Previously:
Having finished the explication of his authoritarian- and ethno-nationalist political theory, attempting to frame it as a modern day recovery of Two-Kingdoms Theology and Puritan theocracy, Wolfe closes his book with a manifesto on the state of America, and the next steps he believes are required of those who have been convinced of his worldview. His language becomes looser and more bombastic in this chapter; Wolfe will name the “globalist American empire”, run by a “gynocracy”, as the primary foil of Christian Nationalism. For those not convinced of his theory, this chapter will read as fairly wild-eyed, while, for those who are bought in, it will be a rallying cry delivered in the language of destiny.

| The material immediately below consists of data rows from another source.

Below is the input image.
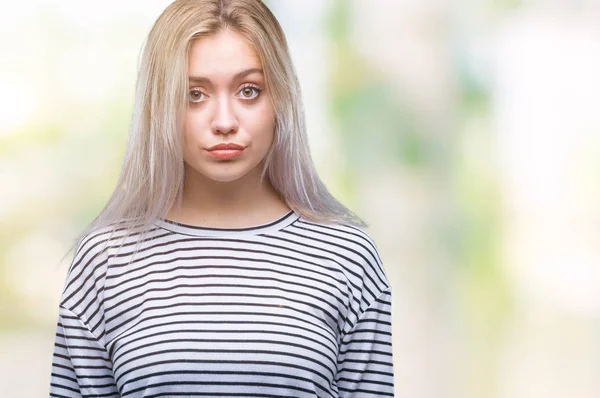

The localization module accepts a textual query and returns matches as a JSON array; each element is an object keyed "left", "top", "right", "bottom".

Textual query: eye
[
  {"left": 238, "top": 84, "right": 262, "bottom": 100},
  {"left": 188, "top": 88, "right": 206, "bottom": 103}
]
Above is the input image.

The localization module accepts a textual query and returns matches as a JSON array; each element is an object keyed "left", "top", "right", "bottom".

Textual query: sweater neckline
[{"left": 153, "top": 209, "right": 300, "bottom": 237}]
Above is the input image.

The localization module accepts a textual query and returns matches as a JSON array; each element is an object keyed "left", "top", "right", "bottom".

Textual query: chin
[
  {"left": 201, "top": 168, "right": 252, "bottom": 183},
  {"left": 185, "top": 157, "right": 264, "bottom": 184}
]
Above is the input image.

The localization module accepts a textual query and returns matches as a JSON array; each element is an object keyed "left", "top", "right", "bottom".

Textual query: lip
[
  {"left": 206, "top": 148, "right": 244, "bottom": 160},
  {"left": 207, "top": 143, "right": 246, "bottom": 151}
]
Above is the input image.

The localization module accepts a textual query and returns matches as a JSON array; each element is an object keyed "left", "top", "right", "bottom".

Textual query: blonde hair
[{"left": 65, "top": 0, "right": 368, "bottom": 261}]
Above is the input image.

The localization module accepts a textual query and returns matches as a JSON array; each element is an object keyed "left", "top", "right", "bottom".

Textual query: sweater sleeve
[
  {"left": 49, "top": 306, "right": 120, "bottom": 398},
  {"left": 335, "top": 288, "right": 395, "bottom": 397}
]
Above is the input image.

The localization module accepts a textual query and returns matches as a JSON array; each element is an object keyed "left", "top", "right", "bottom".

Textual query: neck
[{"left": 166, "top": 162, "right": 290, "bottom": 228}]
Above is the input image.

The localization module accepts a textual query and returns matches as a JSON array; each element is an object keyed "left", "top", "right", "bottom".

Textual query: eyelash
[{"left": 188, "top": 84, "right": 262, "bottom": 103}]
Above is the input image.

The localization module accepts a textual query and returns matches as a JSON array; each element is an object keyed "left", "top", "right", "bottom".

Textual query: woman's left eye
[{"left": 238, "top": 85, "right": 262, "bottom": 100}]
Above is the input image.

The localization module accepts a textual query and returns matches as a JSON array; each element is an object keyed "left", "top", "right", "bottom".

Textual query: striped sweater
[{"left": 49, "top": 210, "right": 394, "bottom": 397}]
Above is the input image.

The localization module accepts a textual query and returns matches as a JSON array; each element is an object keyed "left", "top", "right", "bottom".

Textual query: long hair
[{"left": 63, "top": 0, "right": 368, "bottom": 262}]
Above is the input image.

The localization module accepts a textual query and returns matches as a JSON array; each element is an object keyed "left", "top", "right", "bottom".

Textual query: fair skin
[{"left": 166, "top": 29, "right": 290, "bottom": 228}]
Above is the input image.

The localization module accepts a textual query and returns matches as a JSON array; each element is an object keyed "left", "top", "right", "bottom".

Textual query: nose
[{"left": 210, "top": 95, "right": 239, "bottom": 135}]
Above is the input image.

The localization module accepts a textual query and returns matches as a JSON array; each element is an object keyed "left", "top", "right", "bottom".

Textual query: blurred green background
[{"left": 1, "top": 0, "right": 599, "bottom": 397}]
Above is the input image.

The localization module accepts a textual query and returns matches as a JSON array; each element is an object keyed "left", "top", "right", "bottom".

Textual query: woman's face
[{"left": 183, "top": 29, "right": 275, "bottom": 183}]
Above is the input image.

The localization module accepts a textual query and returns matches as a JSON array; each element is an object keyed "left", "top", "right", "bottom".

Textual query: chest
[{"left": 102, "top": 252, "right": 346, "bottom": 396}]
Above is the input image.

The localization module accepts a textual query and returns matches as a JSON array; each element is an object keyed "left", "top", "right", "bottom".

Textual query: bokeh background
[{"left": 1, "top": 0, "right": 599, "bottom": 396}]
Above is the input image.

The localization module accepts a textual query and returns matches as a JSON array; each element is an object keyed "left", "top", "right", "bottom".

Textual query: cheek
[
  {"left": 183, "top": 110, "right": 208, "bottom": 144},
  {"left": 184, "top": 110, "right": 203, "bottom": 135},
  {"left": 250, "top": 103, "right": 276, "bottom": 141},
  {"left": 182, "top": 112, "right": 203, "bottom": 160}
]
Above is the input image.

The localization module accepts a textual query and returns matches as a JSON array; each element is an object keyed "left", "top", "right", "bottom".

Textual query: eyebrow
[{"left": 188, "top": 68, "right": 263, "bottom": 84}]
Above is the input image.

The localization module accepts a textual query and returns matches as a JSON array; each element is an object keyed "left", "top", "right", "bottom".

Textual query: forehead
[{"left": 188, "top": 29, "right": 262, "bottom": 79}]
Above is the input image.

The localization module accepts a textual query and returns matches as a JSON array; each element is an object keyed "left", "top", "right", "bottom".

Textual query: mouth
[
  {"left": 206, "top": 148, "right": 245, "bottom": 160},
  {"left": 207, "top": 143, "right": 246, "bottom": 151}
]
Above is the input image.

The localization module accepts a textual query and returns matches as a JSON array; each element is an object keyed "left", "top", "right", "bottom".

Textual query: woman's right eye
[{"left": 188, "top": 88, "right": 206, "bottom": 103}]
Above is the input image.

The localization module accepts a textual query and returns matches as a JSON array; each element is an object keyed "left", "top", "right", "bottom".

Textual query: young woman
[{"left": 49, "top": 1, "right": 394, "bottom": 397}]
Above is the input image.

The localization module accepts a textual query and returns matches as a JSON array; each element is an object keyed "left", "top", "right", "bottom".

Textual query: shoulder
[
  {"left": 60, "top": 220, "right": 147, "bottom": 310},
  {"left": 292, "top": 216, "right": 392, "bottom": 331},
  {"left": 292, "top": 215, "right": 391, "bottom": 291},
  {"left": 293, "top": 215, "right": 381, "bottom": 251},
  {"left": 59, "top": 226, "right": 111, "bottom": 309}
]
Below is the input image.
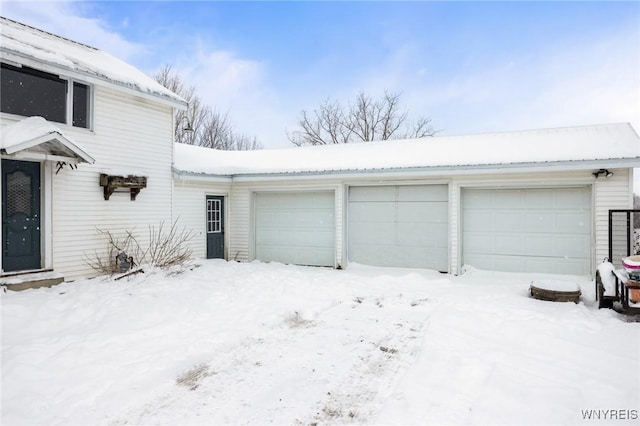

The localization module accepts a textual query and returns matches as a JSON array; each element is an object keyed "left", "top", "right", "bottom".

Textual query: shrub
[{"left": 83, "top": 219, "right": 194, "bottom": 275}]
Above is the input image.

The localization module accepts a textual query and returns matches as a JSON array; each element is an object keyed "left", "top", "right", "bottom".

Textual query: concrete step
[{"left": 1, "top": 271, "right": 65, "bottom": 291}]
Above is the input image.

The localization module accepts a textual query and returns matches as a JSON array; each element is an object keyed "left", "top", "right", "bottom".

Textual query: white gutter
[
  {"left": 172, "top": 169, "right": 233, "bottom": 184},
  {"left": 222, "top": 157, "right": 640, "bottom": 183}
]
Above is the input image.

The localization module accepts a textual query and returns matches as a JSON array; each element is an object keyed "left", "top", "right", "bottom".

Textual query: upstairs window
[
  {"left": 1, "top": 62, "right": 91, "bottom": 129},
  {"left": 72, "top": 81, "right": 90, "bottom": 128}
]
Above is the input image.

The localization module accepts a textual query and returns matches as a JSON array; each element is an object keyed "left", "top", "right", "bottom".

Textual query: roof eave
[
  {"left": 210, "top": 157, "right": 640, "bottom": 182},
  {"left": 4, "top": 132, "right": 96, "bottom": 164},
  {"left": 0, "top": 50, "right": 188, "bottom": 111},
  {"left": 172, "top": 168, "right": 233, "bottom": 183}
]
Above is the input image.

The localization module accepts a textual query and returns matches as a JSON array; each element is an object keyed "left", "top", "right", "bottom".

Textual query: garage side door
[
  {"left": 462, "top": 187, "right": 591, "bottom": 275},
  {"left": 255, "top": 191, "right": 335, "bottom": 267},
  {"left": 348, "top": 185, "right": 448, "bottom": 271}
]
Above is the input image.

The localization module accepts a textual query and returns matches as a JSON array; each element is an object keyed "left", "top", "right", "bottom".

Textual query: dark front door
[
  {"left": 206, "top": 196, "right": 224, "bottom": 259},
  {"left": 2, "top": 159, "right": 41, "bottom": 272}
]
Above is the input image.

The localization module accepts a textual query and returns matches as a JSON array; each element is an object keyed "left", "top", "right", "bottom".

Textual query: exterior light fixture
[
  {"left": 592, "top": 169, "right": 613, "bottom": 179},
  {"left": 176, "top": 114, "right": 194, "bottom": 133},
  {"left": 181, "top": 117, "right": 194, "bottom": 133}
]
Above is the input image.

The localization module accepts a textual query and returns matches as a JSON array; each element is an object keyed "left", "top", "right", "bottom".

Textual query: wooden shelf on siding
[{"left": 99, "top": 174, "right": 147, "bottom": 201}]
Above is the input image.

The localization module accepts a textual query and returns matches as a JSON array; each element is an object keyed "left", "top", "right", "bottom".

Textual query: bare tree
[
  {"left": 154, "top": 65, "right": 261, "bottom": 150},
  {"left": 289, "top": 99, "right": 352, "bottom": 146},
  {"left": 288, "top": 90, "right": 436, "bottom": 146},
  {"left": 229, "top": 134, "right": 261, "bottom": 151}
]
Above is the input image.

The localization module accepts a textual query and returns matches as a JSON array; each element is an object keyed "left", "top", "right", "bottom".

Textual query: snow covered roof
[
  {"left": 0, "top": 17, "right": 186, "bottom": 108},
  {"left": 174, "top": 123, "right": 640, "bottom": 177},
  {"left": 1, "top": 116, "right": 95, "bottom": 164}
]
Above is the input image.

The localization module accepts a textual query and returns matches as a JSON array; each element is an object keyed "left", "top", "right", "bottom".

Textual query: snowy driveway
[{"left": 2, "top": 261, "right": 639, "bottom": 425}]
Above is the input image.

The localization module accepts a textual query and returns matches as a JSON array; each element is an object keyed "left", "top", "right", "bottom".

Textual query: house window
[
  {"left": 72, "top": 82, "right": 90, "bottom": 128},
  {"left": 1, "top": 62, "right": 91, "bottom": 129}
]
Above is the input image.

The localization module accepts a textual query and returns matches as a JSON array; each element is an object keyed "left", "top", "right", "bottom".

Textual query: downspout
[{"left": 170, "top": 109, "right": 176, "bottom": 224}]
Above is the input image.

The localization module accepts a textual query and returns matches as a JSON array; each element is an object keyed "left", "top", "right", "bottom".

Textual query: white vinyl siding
[
  {"left": 348, "top": 185, "right": 449, "bottom": 271},
  {"left": 254, "top": 191, "right": 335, "bottom": 267},
  {"left": 173, "top": 179, "right": 231, "bottom": 260},
  {"left": 593, "top": 169, "right": 633, "bottom": 267},
  {"left": 229, "top": 185, "right": 251, "bottom": 262},
  {"left": 462, "top": 187, "right": 592, "bottom": 275},
  {"left": 49, "top": 86, "right": 174, "bottom": 278}
]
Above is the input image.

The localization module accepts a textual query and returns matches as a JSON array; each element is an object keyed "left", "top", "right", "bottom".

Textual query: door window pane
[
  {"left": 207, "top": 199, "right": 221, "bottom": 233},
  {"left": 6, "top": 171, "right": 32, "bottom": 216}
]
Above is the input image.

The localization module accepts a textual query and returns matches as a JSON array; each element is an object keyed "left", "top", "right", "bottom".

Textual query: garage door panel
[
  {"left": 349, "top": 185, "right": 449, "bottom": 271},
  {"left": 494, "top": 212, "right": 523, "bottom": 231},
  {"left": 296, "top": 211, "right": 334, "bottom": 228},
  {"left": 350, "top": 221, "right": 395, "bottom": 242},
  {"left": 556, "top": 235, "right": 590, "bottom": 257},
  {"left": 524, "top": 212, "right": 556, "bottom": 233},
  {"left": 350, "top": 244, "right": 448, "bottom": 269},
  {"left": 463, "top": 232, "right": 493, "bottom": 252},
  {"left": 494, "top": 190, "right": 525, "bottom": 208},
  {"left": 557, "top": 188, "right": 590, "bottom": 208},
  {"left": 276, "top": 230, "right": 297, "bottom": 246},
  {"left": 464, "top": 211, "right": 494, "bottom": 231},
  {"left": 397, "top": 223, "right": 448, "bottom": 247},
  {"left": 397, "top": 185, "right": 448, "bottom": 202},
  {"left": 464, "top": 253, "right": 523, "bottom": 272},
  {"left": 463, "top": 191, "right": 491, "bottom": 208},
  {"left": 255, "top": 192, "right": 335, "bottom": 267},
  {"left": 257, "top": 193, "right": 293, "bottom": 207},
  {"left": 295, "top": 247, "right": 334, "bottom": 266},
  {"left": 349, "top": 186, "right": 397, "bottom": 201},
  {"left": 555, "top": 259, "right": 588, "bottom": 275},
  {"left": 396, "top": 247, "right": 448, "bottom": 269},
  {"left": 524, "top": 190, "right": 556, "bottom": 208},
  {"left": 310, "top": 194, "right": 334, "bottom": 208},
  {"left": 350, "top": 202, "right": 396, "bottom": 221},
  {"left": 396, "top": 202, "right": 448, "bottom": 223},
  {"left": 495, "top": 235, "right": 524, "bottom": 254},
  {"left": 256, "top": 211, "right": 288, "bottom": 227},
  {"left": 524, "top": 235, "right": 555, "bottom": 256},
  {"left": 556, "top": 212, "right": 589, "bottom": 233},
  {"left": 255, "top": 229, "right": 283, "bottom": 245},
  {"left": 294, "top": 230, "right": 334, "bottom": 247},
  {"left": 463, "top": 187, "right": 591, "bottom": 275},
  {"left": 466, "top": 252, "right": 588, "bottom": 275}
]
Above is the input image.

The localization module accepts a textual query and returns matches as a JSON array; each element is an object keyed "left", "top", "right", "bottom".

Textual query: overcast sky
[{"left": 2, "top": 0, "right": 639, "bottom": 150}]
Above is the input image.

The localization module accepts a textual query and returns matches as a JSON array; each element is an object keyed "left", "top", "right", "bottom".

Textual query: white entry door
[
  {"left": 254, "top": 191, "right": 335, "bottom": 267},
  {"left": 462, "top": 187, "right": 591, "bottom": 275}
]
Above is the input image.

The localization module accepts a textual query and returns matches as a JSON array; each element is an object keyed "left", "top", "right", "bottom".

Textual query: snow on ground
[{"left": 1, "top": 261, "right": 638, "bottom": 425}]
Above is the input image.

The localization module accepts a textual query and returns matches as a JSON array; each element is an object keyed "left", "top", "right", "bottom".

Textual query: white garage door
[
  {"left": 462, "top": 187, "right": 591, "bottom": 275},
  {"left": 348, "top": 185, "right": 449, "bottom": 271},
  {"left": 255, "top": 191, "right": 335, "bottom": 267}
]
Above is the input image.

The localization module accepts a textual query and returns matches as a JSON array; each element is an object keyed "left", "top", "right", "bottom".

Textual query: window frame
[
  {"left": 1, "top": 62, "right": 93, "bottom": 130},
  {"left": 71, "top": 81, "right": 91, "bottom": 129},
  {"left": 207, "top": 198, "right": 222, "bottom": 233}
]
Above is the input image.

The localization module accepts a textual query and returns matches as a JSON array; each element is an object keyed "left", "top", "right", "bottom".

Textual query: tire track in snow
[{"left": 108, "top": 294, "right": 432, "bottom": 425}]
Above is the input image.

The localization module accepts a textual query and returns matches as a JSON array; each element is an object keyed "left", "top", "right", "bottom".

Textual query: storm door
[
  {"left": 2, "top": 159, "right": 42, "bottom": 272},
  {"left": 206, "top": 196, "right": 224, "bottom": 259}
]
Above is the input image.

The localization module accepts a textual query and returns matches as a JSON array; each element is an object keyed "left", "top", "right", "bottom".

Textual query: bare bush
[
  {"left": 146, "top": 220, "right": 194, "bottom": 269},
  {"left": 83, "top": 228, "right": 143, "bottom": 275},
  {"left": 84, "top": 219, "right": 194, "bottom": 275}
]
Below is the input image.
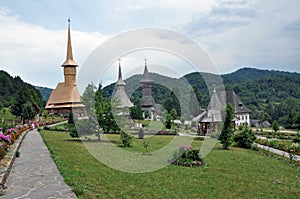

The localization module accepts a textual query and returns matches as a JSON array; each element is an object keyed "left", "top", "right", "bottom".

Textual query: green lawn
[
  {"left": 0, "top": 108, "right": 19, "bottom": 124},
  {"left": 40, "top": 130, "right": 300, "bottom": 199}
]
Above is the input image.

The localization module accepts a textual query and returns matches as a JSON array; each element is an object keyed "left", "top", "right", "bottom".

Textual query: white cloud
[
  {"left": 1, "top": 0, "right": 300, "bottom": 91},
  {"left": 184, "top": 0, "right": 300, "bottom": 73}
]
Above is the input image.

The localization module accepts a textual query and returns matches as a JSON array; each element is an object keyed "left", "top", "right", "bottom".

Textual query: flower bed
[
  {"left": 169, "top": 144, "right": 205, "bottom": 167},
  {"left": 156, "top": 130, "right": 177, "bottom": 135},
  {"left": 255, "top": 131, "right": 297, "bottom": 140},
  {"left": 255, "top": 139, "right": 300, "bottom": 155},
  {"left": 0, "top": 125, "right": 31, "bottom": 161}
]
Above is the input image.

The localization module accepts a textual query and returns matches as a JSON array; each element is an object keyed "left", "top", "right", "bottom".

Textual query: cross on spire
[
  {"left": 61, "top": 18, "right": 78, "bottom": 67},
  {"left": 118, "top": 58, "right": 122, "bottom": 80}
]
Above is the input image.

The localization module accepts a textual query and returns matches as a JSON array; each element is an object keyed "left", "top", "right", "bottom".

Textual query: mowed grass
[{"left": 40, "top": 130, "right": 300, "bottom": 199}]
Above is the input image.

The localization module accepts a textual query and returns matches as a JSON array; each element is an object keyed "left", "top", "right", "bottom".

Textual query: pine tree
[{"left": 219, "top": 103, "right": 234, "bottom": 149}]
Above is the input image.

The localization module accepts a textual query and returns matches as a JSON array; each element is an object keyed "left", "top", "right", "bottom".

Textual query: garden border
[
  {"left": 0, "top": 129, "right": 30, "bottom": 190},
  {"left": 253, "top": 143, "right": 300, "bottom": 161}
]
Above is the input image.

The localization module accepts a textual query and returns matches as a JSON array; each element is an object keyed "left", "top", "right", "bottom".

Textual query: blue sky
[{"left": 0, "top": 0, "right": 300, "bottom": 88}]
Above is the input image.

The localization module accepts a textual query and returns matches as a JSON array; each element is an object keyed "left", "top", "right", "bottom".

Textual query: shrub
[
  {"left": 69, "top": 128, "right": 79, "bottom": 138},
  {"left": 293, "top": 133, "right": 300, "bottom": 143},
  {"left": 251, "top": 145, "right": 260, "bottom": 151},
  {"left": 143, "top": 140, "right": 150, "bottom": 153},
  {"left": 16, "top": 150, "right": 20, "bottom": 158},
  {"left": 120, "top": 132, "right": 133, "bottom": 147},
  {"left": 233, "top": 127, "right": 256, "bottom": 149}
]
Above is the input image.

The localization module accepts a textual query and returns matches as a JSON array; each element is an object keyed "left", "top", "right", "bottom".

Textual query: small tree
[
  {"left": 165, "top": 114, "right": 172, "bottom": 129},
  {"left": 272, "top": 120, "right": 280, "bottom": 132},
  {"left": 170, "top": 108, "right": 177, "bottom": 121},
  {"left": 219, "top": 103, "right": 234, "bottom": 149},
  {"left": 120, "top": 132, "right": 133, "bottom": 147}
]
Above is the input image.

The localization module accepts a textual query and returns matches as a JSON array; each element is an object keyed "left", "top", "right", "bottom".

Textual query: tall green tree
[
  {"left": 95, "top": 84, "right": 120, "bottom": 133},
  {"left": 80, "top": 83, "right": 100, "bottom": 140},
  {"left": 219, "top": 103, "right": 234, "bottom": 149},
  {"left": 130, "top": 98, "right": 143, "bottom": 120},
  {"left": 170, "top": 87, "right": 181, "bottom": 116},
  {"left": 81, "top": 83, "right": 97, "bottom": 116},
  {"left": 162, "top": 98, "right": 173, "bottom": 113},
  {"left": 11, "top": 90, "right": 36, "bottom": 123},
  {"left": 170, "top": 108, "right": 177, "bottom": 121},
  {"left": 21, "top": 102, "right": 36, "bottom": 123}
]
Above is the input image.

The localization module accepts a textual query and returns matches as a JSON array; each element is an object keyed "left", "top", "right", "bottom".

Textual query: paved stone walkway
[{"left": 0, "top": 129, "right": 77, "bottom": 199}]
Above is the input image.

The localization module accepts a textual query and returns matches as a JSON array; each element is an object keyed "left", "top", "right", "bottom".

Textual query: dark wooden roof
[
  {"left": 222, "top": 90, "right": 251, "bottom": 114},
  {"left": 140, "top": 64, "right": 153, "bottom": 83}
]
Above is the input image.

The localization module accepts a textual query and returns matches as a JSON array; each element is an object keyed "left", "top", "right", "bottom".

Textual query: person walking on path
[{"left": 0, "top": 129, "right": 77, "bottom": 199}]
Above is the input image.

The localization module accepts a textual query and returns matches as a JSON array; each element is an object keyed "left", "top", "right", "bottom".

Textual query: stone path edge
[
  {"left": 0, "top": 129, "right": 30, "bottom": 190},
  {"left": 254, "top": 143, "right": 300, "bottom": 161}
]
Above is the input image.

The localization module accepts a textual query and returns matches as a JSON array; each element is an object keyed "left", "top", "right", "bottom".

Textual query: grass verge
[{"left": 40, "top": 130, "right": 300, "bottom": 199}]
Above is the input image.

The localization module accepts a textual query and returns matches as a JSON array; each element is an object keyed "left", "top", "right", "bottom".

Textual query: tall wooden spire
[
  {"left": 114, "top": 60, "right": 133, "bottom": 108},
  {"left": 45, "top": 19, "right": 85, "bottom": 116},
  {"left": 117, "top": 59, "right": 126, "bottom": 86},
  {"left": 62, "top": 18, "right": 78, "bottom": 67},
  {"left": 140, "top": 59, "right": 156, "bottom": 119},
  {"left": 140, "top": 58, "right": 152, "bottom": 83}
]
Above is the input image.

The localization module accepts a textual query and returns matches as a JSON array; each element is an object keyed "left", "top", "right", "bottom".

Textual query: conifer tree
[{"left": 219, "top": 103, "right": 234, "bottom": 149}]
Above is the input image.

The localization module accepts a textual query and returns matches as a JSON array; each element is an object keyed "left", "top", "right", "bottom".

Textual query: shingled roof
[
  {"left": 46, "top": 83, "right": 85, "bottom": 109},
  {"left": 221, "top": 90, "right": 251, "bottom": 114},
  {"left": 113, "top": 62, "right": 133, "bottom": 108},
  {"left": 195, "top": 90, "right": 250, "bottom": 122},
  {"left": 140, "top": 60, "right": 153, "bottom": 84}
]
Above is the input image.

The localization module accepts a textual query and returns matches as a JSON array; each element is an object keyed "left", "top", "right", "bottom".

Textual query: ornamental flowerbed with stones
[
  {"left": 169, "top": 144, "right": 206, "bottom": 167},
  {"left": 255, "top": 139, "right": 300, "bottom": 155},
  {"left": 0, "top": 126, "right": 31, "bottom": 160}
]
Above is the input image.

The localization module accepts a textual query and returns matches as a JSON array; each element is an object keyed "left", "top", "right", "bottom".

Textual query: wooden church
[{"left": 45, "top": 20, "right": 85, "bottom": 116}]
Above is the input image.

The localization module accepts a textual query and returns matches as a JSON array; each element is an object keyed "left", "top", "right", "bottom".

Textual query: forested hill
[
  {"left": 223, "top": 68, "right": 300, "bottom": 127},
  {"left": 0, "top": 70, "right": 44, "bottom": 111},
  {"left": 222, "top": 67, "right": 300, "bottom": 83},
  {"left": 103, "top": 67, "right": 300, "bottom": 128},
  {"left": 36, "top": 86, "right": 52, "bottom": 101}
]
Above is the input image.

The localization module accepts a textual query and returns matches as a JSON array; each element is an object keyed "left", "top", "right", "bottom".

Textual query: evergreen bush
[
  {"left": 120, "top": 132, "right": 133, "bottom": 147},
  {"left": 234, "top": 127, "right": 256, "bottom": 149}
]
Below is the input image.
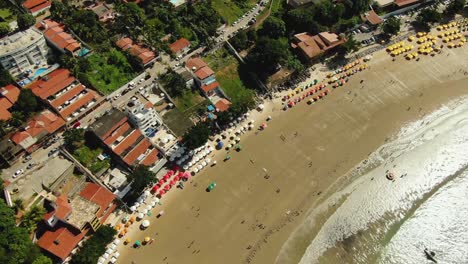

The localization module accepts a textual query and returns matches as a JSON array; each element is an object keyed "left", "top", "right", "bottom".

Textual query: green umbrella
[
  {"left": 134, "top": 241, "right": 141, "bottom": 246},
  {"left": 314, "top": 79, "right": 318, "bottom": 84},
  {"left": 236, "top": 145, "right": 242, "bottom": 150}
]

But this book is not an action-plan. It is a justification of Christian nationalism, and we are early in recovering the movement. Every movement needs its intellectuals, pamphleteers, strategists, organizers, and foot soldiers. This book belongs in the first category, and perhaps in the future I can contribute in other ways. Let each have his role.1
Wolfe conspicuously identifies himself as an intellectual force in the burgeoning Christian Nationalist movement; most movements like the one he is looking to spearhead begin with books of philosophy or political theory that are dismissed as fringe by mainstream thought leaders. In 1917, Giovanni Gentile was a professor of history and philosophy at the University of Rome, whose writings claiming fascism as the inevitable endpoint of the national unification of Italy, known as the Risorgimento (resurgence), were considered fringe by the majority of Italian politicians and intellectuals. Five years later, he was Benito Mussolini’s Minister of Public Education, inculcating fascism into the curricula of an entire generation of his countrymen. His later writings for the party would become “one of the most important and publicised ideological rationalisations of the Fascist phenomenon”.2
Though the way Wolfe addresses his concerns in this chapter may come across to moderates as hyperbolic, it should not be flippantly dismissed. A growing number of young American men are becoming frustrated with a society that values them less than it did their fathers and grandfathers, and which increasingly utilizes economic pressure to maintain ideological conformity. It is common for discontented young men to externalize their angst and to seek out philosophies that offer a sense of belonging and meaning; Wolfe’s offer is attractive to many disillusioned, young Christian men of Western European descent.
Next:
Stephen Wolfe, The Case for Christian Nationalism (Moscow, Idaho: Canon Press, 2022), 433-434.
Philip Morgan, Italian Fascism: 1919 - 1945, 1. publ, The Making of the 20th Century (New York, NY: St. Martin’s Pr, 1995), 79.